Tra i temi affrontati in aula, l’articolo 18. “Sull’articolo 18 continuo a pensare che ci sia una polemica inventata e costruita ad alibi e giustificazione di scelte politiche non fatte. L’articolo 18 è una delle poche cose che hanno davvero effetto deterrente contro i licenziamenti per ingiusta causa e contro gli abusi e l’arbitrio. Non è una battaglia di retroguardia. L’articolo 18 prescinde dal tema del posto fisso, non c’è nessuna relazione: una cosa è un illegittimo licenziamento, altra è l’idea che il lavoro cambi piu volte nella vita”.

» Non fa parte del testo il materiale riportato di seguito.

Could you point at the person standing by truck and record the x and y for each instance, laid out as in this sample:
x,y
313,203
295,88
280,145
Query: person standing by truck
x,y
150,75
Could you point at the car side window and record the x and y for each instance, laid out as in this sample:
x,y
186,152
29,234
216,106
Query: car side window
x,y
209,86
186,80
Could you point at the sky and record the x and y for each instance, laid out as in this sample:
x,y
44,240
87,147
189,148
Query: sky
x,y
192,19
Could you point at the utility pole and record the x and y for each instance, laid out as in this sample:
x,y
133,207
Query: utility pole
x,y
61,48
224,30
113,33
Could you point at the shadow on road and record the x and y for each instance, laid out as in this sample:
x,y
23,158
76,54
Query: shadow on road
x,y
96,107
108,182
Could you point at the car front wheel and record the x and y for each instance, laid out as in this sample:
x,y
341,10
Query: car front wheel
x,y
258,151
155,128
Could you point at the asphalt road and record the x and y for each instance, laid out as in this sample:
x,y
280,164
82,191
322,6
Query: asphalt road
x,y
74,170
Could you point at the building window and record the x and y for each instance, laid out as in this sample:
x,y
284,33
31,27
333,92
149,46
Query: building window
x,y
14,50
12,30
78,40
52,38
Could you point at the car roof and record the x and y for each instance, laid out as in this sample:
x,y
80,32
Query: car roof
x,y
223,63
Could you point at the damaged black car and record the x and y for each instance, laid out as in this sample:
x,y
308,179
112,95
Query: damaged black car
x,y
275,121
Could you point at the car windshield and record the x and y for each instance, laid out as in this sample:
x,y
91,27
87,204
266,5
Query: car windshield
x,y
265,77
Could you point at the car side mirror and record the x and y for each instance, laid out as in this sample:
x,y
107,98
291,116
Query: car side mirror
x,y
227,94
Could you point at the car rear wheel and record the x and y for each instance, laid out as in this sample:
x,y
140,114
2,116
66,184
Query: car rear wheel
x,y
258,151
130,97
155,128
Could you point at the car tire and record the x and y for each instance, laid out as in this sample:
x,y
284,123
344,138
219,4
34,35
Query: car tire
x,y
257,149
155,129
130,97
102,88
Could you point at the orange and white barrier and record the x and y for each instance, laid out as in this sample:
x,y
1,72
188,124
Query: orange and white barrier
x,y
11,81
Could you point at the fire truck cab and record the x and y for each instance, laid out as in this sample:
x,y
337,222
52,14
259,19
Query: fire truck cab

Il segretario della Cgil, rispondendo alla domanda di una corsista proveniente da Iglesias, interviene sulla vertenza Alcoa di Portovesme: “L’azienda se ne va perchè il Paese non ancora una politica energetica. Se le aziende energivore in Italia pagano l’energia il 30-35% in più rispetto a quanto lo pagano Oltralpe, è chiaro che non abbiamo una crisi di prospettiva produttiva del settore ma una crisi di infrastrutture che stanno alle spalle di quel settore. Mentre continuiamo ad aspettare un piano energetico nazionale, le aziende guardano altrove, fuori dal Paese”.
Sul part – time: “Oggi abbiamo sei o sette forme diverse di part – time e una diffusione sempre più grande del part time involontario: imposto, non scelto dai lavoratori. Siamo arrivati a un part – time di 12 ore come norma regolare: è chiaro che non permette la sopravvivenza e garantisce la certezza di non avere una pensione, con la ‘brillante’ riforma delle pensioni che è stata fatta. Metterci mano è un modo per ricordarsi che c’è una stretta relazione tra lavoro, possibilità di mantenersi e autonomia”.